El filósofo Roger-Pol Droit destaca tres momentos cruciales de rectificación y crítica personal en el último decenio de la existencia de Camus. El ciclo se inició en 1951, cuando publicó El hombre rebelde, donde rechaza el nihilismo revolucionario y el totalitarismo soviético, que consagra su ruptura con Jean-Paul Sartre; siguió en 1956, cuando publicó La caída, donde deja constancia del precio que debe pagarse por soportar “el juicio de los hombres”; y acabó en 1959, cuando escribió: “Debo reconstruir una verdad después de haber vivido toda mi vida en una especie de mentira”. En cada una de estas etapas planteó el problema de los medios para alcanzar un fin moralmente defendible, pero las ecuaciones resultaron ser tan extremadamente complicadas que, como sostiene Jean Daniel, no logró desenredar la madeja. ¿Cabe, entonces, pensar en un filósofo llamado Albert Camus? En todo caso, fue autor de la siguiente frase, no exenta de ironía: “Si quieres ser filósofo, escribe novelas”.

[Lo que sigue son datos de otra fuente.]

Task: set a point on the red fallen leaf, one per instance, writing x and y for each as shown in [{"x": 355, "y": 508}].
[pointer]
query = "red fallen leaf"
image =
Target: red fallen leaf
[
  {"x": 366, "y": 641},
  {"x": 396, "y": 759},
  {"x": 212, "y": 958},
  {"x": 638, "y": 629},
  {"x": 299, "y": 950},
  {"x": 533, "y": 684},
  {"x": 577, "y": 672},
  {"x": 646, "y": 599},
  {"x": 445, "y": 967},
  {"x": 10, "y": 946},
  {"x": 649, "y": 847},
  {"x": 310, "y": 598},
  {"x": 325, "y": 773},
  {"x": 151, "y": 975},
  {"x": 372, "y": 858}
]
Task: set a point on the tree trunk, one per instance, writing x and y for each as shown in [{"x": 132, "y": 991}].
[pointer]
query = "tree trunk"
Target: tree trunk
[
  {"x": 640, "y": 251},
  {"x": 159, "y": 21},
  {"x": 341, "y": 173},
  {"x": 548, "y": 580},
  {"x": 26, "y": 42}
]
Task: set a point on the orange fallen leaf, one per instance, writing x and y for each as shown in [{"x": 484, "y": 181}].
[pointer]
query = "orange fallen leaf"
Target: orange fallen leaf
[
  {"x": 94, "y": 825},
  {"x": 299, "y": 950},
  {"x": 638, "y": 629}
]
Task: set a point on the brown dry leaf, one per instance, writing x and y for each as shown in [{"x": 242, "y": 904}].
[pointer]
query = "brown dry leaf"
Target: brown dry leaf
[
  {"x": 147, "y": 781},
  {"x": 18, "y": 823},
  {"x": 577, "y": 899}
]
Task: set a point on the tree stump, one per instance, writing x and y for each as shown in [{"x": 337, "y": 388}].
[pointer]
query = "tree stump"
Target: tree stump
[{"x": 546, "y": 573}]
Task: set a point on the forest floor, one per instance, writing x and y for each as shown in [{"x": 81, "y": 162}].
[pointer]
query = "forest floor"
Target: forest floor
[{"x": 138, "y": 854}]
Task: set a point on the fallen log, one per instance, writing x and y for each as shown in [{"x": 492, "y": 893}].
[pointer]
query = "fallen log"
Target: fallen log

Puede decirse que Camus, al desarrollar su obra, abordó las exigencias del compromiso ético, de la moral colectiva, de la función del escritor y de la integridad del intelectual, de su función social, si se quiere. Lo hizo en un mundo fracturado por la guerra fría, en una Francia marcada a fuego por la guerra de Argelia, que le llevó a condenar a un tiempo la violencia del Ejército francés, que reprimía al FLN, y a este, que abrazó el terrorismo; lo hizo en una Europa en retroceso frente al auge de las dos superpotencias y los procesos de descolonización en África y Asia; en un universo que experimentó por primera vez los efectos de la cultura de masas, de la industria del ocio y de la sociedad de consumo. Camus fue testigo conmovido de la modernidad que se construyó sobre las cenizas de la segunda guerra mundial; una modernidad contemporánea de la carrera armamentista, la consolidación del complejo militar-industrial, los bandazos de la Cuarta República francesa y el sueño europeísta apenas esbozado. Todo eso pesó y formó parte del trabajo de Camus hasta que un accidente de carretera segó su vida.

‘Combat’, que nació en la clandestinidad como el periódico de la Resistencia y en el trabajó Albert Camus, da cuenta de la muerte del escritor el 4 de enero de 1960.

De ahí la vigencia de Camus, pues en su obra se abordan los problemas de su tiempo, que son los de hoy. Aunque su legado es mucho más que una aproximación meramente política a la realidad, el compendio de sus títulos mayores –El extranjero (1942), El mito de Sísifo (1942), Calígula (1944), La peste (1947), Estado de sitio (1948), El hombre rebelde (1951), La caída (1956) y El primer hombre (1960)–, su labor de periodista, de “narrador incansable de mundos”, en palabras de su hijo Jean, justifica la elección hecha por Miguel Mora, en El País, del siguiente pasaje del discurso de Camus en Estocolmo al recibir el Premio Nobel de Literatura de 1957: “Cada generación, sin duda, se cree destinada a rehacer el mundo. La mía sabe, sin embargo, que no lo rehará. Pero su tarea quizá sea aún más grande. Consiste en impedir que el mundo se deshaga”. ¿Alguien se atreve a asegurar que se han esfumado los riesgos?

Quizá en el cumplimiento de esa misión, impedir que el mundo se deshaga, fundamentó Camus su idea de compromiso, de complicidad generacional, de solidaridad, si así puede describirse el rumbo fijado por el escritor. En todo caso, a pesar de la atmósfera poco propicia que con frecuencia respiró en París, se atuvo a una obligación contraída consigo mismo: “Tras haberme sondeado, puedo asegurar que entre mis numerosas debilidades nunca estuvo el defecto más extendido entre nosotros, me estoy refiriendo a la envidia, auténtico cáncer de las sociedades y las doctrinas”. No es por casualidad que la declaración suena como una paráfrasis de la sentencia que Miguel de Cervantes puso en boca de Don Quijote: “¡Oh, envidia, raíz de infinitos males, y carcoma de las virtudes!”